Rice wasn’t the only high-ranking Bush administration official to disagree with the president. Then-Secretary of State Colin Powell seconded Rice’s affirmative action assessment.

And Rice hasn’t been a shrinking violet since she left the White House and State Department in talking about the continued need for affirmative action, especially in education.

In her 2010 book, “Extraordinary, Ordinary People: a Memoir of Family,” Rice writes about how affirmative action helped her rise in academia. During a 2010 speech at Washington’s National Press Club to promote her book, Rice said the need for affirmative action still exists.

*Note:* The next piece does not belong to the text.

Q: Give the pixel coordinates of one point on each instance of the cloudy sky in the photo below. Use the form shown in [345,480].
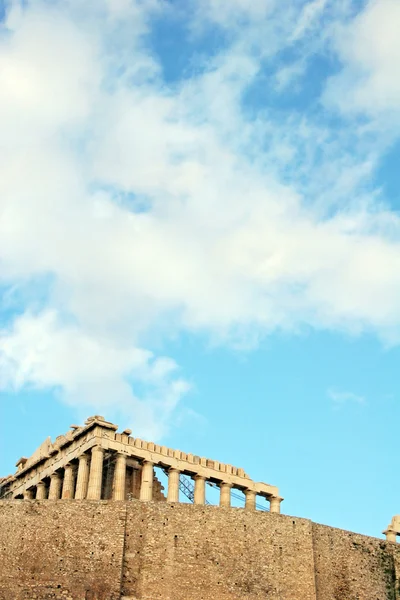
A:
[200,238]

“It was always a great frustration to me as secretary of state that I could go all day at the State Department and never see another person who looked like me in a meeting,” she said. “For the most ethnically diverse – biggest multi-ethnic democracy in the world, that was a real problem.”

She said she doesn’t look at affirmative action as a quota system in which you “need 10 percent of that and 5 percent of that and 25 percent of that,” as many Republicans believe it is, but “as a clarion call to make sure that you just aren’t replicating the same group of people out of the same channels over and over again.”

“It makes the world a pretty dull place when you do that,” she told the press club.

But some folks like dull just fine. VDARE, designated as a white nationalist hate group by the Southern Poverty Law Center, blasted talk of a possible Rice VP pick.

“…The choice of Rice, an Affirmative Action cipher with no visible talent except for obeying Neocons, is a hugely negative message to white voters,” a post on the group’s web site read. “It says that the GOP is indeed terrified of Obama’s Race Card and that a Romney presidency is likely to degenerate into minority appeasement.”